Well there's that, and then the not-so small matter of the coffers on Jones' Road being a lot fuller than they would have been if the soccer and rugby crowd had been renting the Millenium over in Cardiff while their new home was being built. The money is important. When the decision was made to open the gates of the venue to the so-called foreign games, Ireland was a very different place. The Celtic Tiger was still just about breathing and nobody foresaw an economic collapse coming down the road.
Who would have believed back then that the government would one day very soon be calling a halt to the sports capital grant scheme (a fantastic system even if it was abused for political purposes) designed to help clubs in all codes improve their facilities?

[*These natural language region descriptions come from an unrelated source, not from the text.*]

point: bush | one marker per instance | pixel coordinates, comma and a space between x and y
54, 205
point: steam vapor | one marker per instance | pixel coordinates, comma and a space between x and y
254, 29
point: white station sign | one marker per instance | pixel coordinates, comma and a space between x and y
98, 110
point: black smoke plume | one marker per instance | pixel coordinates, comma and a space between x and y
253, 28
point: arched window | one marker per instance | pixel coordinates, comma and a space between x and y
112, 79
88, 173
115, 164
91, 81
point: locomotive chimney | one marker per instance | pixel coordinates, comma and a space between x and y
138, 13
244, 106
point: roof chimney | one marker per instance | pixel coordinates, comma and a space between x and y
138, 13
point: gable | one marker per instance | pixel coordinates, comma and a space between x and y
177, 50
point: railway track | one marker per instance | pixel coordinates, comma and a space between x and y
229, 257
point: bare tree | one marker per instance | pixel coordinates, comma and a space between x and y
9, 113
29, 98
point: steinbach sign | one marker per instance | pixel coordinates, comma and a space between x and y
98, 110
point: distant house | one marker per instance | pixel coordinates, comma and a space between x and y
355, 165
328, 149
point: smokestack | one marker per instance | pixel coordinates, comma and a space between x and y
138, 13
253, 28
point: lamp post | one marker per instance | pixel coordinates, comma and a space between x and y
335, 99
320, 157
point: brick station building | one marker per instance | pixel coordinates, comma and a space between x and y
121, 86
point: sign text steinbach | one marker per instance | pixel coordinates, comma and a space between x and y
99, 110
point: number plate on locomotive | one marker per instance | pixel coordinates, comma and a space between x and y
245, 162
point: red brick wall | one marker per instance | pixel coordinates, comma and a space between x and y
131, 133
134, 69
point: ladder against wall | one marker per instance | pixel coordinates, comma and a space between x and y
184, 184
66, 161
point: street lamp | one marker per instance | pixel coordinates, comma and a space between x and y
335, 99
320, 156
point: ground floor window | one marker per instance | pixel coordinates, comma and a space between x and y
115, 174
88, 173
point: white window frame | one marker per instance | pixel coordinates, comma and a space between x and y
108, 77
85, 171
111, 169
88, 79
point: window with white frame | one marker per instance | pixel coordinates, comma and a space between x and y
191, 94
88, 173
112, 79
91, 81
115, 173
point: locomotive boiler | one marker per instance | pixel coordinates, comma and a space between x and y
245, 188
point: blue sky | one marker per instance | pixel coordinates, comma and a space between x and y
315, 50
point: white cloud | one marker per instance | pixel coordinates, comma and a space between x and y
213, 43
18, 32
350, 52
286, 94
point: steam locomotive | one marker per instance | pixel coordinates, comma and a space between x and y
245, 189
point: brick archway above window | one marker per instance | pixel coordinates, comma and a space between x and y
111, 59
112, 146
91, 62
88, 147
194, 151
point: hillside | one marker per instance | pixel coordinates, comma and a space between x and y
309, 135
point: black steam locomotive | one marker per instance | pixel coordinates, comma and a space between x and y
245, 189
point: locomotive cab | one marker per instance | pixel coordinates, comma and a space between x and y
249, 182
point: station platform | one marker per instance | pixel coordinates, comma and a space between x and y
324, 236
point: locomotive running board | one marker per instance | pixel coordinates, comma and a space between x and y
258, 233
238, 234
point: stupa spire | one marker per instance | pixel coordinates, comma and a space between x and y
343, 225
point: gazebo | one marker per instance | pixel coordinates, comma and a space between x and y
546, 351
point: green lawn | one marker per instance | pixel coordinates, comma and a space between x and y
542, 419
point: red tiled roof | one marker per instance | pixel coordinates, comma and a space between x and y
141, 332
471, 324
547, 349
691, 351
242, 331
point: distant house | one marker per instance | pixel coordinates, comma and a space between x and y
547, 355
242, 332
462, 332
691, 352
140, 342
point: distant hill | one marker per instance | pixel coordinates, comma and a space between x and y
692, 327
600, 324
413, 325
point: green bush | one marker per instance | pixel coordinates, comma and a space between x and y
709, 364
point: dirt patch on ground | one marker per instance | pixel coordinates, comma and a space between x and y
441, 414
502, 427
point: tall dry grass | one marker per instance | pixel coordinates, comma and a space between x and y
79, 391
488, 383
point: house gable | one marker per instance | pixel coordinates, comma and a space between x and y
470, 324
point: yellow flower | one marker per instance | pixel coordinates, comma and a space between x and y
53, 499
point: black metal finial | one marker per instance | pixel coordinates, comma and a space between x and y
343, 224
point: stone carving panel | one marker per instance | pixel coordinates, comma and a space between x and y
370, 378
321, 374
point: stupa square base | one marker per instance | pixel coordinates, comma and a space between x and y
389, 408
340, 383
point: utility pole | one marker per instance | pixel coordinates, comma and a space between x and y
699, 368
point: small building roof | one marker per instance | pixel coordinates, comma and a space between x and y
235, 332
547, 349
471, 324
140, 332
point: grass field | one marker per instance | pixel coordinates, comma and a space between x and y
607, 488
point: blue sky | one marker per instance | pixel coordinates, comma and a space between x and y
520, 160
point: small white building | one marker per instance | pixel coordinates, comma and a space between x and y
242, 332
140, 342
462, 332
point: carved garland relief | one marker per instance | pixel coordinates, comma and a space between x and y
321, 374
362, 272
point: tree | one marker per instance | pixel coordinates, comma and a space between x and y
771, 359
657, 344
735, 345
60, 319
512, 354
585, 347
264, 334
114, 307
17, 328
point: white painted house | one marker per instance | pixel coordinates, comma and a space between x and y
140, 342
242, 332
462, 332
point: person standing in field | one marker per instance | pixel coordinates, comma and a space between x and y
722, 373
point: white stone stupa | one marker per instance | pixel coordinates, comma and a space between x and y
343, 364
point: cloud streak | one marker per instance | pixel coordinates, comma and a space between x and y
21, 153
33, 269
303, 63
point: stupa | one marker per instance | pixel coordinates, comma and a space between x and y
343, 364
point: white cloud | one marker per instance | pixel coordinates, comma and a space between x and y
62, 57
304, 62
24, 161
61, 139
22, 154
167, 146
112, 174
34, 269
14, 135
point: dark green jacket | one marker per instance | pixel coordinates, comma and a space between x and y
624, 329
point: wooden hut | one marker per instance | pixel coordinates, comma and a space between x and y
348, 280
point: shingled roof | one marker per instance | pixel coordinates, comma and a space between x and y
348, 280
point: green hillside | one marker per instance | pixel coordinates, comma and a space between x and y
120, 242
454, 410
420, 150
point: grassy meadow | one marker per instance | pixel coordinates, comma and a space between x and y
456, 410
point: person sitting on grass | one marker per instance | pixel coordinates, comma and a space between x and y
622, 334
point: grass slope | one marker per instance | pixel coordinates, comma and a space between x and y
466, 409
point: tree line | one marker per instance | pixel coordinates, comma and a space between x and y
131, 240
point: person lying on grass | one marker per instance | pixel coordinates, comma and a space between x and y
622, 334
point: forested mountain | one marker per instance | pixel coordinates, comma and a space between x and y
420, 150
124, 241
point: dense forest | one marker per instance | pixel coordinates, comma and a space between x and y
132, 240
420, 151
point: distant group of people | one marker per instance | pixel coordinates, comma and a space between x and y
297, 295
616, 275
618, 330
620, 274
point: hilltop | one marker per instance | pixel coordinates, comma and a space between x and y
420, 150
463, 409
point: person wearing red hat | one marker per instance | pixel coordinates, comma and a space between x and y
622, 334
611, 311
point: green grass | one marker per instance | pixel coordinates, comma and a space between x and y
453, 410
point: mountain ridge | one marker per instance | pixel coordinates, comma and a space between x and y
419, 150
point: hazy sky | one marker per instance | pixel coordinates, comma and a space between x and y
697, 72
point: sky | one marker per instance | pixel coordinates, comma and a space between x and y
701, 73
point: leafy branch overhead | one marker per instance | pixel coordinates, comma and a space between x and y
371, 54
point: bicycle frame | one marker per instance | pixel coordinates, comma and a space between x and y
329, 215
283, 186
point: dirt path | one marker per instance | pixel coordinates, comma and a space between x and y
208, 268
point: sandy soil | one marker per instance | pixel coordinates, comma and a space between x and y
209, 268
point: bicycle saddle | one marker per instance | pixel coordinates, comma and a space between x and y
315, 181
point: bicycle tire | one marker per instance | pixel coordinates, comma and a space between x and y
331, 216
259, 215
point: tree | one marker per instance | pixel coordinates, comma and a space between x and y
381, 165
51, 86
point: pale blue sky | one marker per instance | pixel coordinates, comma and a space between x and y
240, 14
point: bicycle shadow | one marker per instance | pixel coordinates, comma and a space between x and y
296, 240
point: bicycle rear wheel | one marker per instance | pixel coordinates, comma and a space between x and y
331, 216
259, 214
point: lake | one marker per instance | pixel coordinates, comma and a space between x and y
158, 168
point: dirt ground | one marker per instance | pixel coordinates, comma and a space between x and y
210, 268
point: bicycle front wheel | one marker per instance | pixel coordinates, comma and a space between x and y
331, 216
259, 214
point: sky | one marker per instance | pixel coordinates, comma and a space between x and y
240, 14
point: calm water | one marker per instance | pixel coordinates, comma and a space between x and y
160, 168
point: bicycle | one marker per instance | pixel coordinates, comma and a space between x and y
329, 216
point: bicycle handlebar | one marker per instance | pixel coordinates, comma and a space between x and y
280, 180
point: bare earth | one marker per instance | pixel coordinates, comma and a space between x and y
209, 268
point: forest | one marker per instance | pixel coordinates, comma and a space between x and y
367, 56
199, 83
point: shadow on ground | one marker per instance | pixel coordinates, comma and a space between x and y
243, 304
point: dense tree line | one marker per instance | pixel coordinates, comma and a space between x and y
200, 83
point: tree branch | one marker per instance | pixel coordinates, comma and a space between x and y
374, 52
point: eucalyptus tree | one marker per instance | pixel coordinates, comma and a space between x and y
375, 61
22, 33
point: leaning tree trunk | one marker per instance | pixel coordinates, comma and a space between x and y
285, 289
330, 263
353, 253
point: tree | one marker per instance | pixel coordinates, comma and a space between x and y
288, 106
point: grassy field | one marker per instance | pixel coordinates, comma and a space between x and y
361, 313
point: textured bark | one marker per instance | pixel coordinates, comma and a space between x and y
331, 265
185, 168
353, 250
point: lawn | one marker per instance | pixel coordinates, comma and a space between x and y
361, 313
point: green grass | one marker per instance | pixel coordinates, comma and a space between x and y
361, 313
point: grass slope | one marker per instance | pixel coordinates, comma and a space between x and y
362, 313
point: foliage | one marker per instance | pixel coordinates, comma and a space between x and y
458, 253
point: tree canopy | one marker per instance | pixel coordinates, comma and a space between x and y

At least the 35m euros or so gleaned from the soccer and rugby tenancies will ensure that the GAA still has a fund with which to finance projects to grow its games.
"We always had to treat it as a windfall gain," said Tom Ryan, the GAA's director of finance, when discussing the lucrative rental last month. "The idea was to leave a legacy behind for the four years that the stadium was open to the other associations. The emphasis was put on capital infrastructure, but capital from a playing and participation point of view, not spectating, not administration."
Almost 100 different projects at GAA clubs around the country will benefit from the fact Sean Kelly and others saw the wisdom in allowing the soccer and rugby teams to enjoy the greatest stadium the country has ever seen. With only a quarter of it already doled out, there's a good chance this fund will help the association and all who sail in her to ride out the worst of the recession. Of course, there's a great irony here too.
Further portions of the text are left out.